4.     Could you tell, just by looking at your multiple sequence alignments roughly how the trees would turn out?  What did you see that gave you your hunch or idea about the relationships?  Was your hunch correct?

5.     Turning from molecular systematics to molecular evolution, what interesting things happened in the evolution of the circumsporozoite protein?



EXTRA INFORMATION


PHYLIP is a collection of programs, each of which performs a special task.  You must call a new program for each task you want to perform. The programs relevant to this exercise are: seqboot, dnadist, protdist, neighbor, dnapars, protpars, consense. Each of these programs only accepts a file called infile by default (you can override) and each produces a file called outfile and/or treefile.  WARNING: Each of these programs will overwrite any existing outfiles or treefiles present in the same directory!

Seqboot makes bootstrapped datasets (i.e. alignments) that can be used in ANY analysis.  You must specify the number of datasets to make.  You only need this program if you are performing a bootstrap analysis.  It will create a single outfile.

Dnadist and Protdist are used to make distance matrices from DNA and protein data respectively. You must choose the weighting scheme and whether or not the data are interleaved.  If your infile happens to be the output of seqboot, you need to select the option indicating that multiple datasets are in use.

Neighbor is one of many programs that will make a tree from the data matrices created by dnadist and protdist. This program will create both an outfile and a treefile.  If you are running neighbor on a distance matrix file that originated from a seqboot set, i.e. a bootstrap, you need to select the option indicating that multiple datasets are being used.

Consense is only used on the treefile generated at the end of a bootstrap analysis.  It will compute a consensus tree from your bootstrap trees.  The input for consense is the treefile output generated by either dnadist, protdist, dnapars, or protpars.

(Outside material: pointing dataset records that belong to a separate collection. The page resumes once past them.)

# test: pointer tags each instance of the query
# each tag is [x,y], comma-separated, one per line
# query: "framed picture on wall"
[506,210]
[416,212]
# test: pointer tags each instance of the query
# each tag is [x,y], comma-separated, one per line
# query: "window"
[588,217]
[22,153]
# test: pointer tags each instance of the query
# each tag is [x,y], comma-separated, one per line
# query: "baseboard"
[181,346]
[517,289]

Dnapars and Protpars perform parsimony analyses on dna and protein data respectively. These programs use the .phy multiple sequence alignment file as their infile..  If you need a parsimony bootstrap you must use seqboot first.  Dnapars and protpars will generate an outfile and a treefile.  If there are multiple trees or if you are doing a bootstrap analysis, you will need to use consense to get a consensus tree.

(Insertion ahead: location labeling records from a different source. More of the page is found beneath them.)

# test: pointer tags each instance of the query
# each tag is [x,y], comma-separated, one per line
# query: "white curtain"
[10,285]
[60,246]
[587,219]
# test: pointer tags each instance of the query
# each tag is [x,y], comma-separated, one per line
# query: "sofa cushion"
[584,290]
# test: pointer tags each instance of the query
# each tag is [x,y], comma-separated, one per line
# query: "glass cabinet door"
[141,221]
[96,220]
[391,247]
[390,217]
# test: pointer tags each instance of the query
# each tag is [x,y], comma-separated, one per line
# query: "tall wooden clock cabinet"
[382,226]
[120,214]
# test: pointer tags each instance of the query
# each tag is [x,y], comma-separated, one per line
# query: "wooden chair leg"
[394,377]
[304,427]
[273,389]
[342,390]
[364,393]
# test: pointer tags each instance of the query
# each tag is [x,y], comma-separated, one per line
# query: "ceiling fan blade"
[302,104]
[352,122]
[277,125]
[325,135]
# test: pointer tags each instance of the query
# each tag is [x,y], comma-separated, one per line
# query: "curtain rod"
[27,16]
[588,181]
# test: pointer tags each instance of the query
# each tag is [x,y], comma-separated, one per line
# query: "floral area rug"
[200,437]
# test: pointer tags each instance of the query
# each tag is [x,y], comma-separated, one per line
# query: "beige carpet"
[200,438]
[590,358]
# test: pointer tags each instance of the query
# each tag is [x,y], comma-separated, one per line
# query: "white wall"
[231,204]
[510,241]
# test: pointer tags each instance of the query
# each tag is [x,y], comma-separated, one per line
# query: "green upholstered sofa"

Once you have a treefile with a single tree in it, you can view that tree and edit it in treetool.  You can launch the program by typing “treetool”.  You can print you trees from treetool in many formats. You can also change the outgroup at this stage if you didn’t specify it correctly earlier and you can re-label branches with taxonomic names.

Examples: 
If you want to perform a distance analysis on a DNA data set you would do the following: dnadist then neighbor then treetool

If you want to perform a bootstrapped distance analysis on a protein data set you would do the following: seqboot then protdist then neighbor then consense then treetool.

A bootstrapped parsimony analysis on a protein data set  would look like: seqboot then protpars then consense then treetool.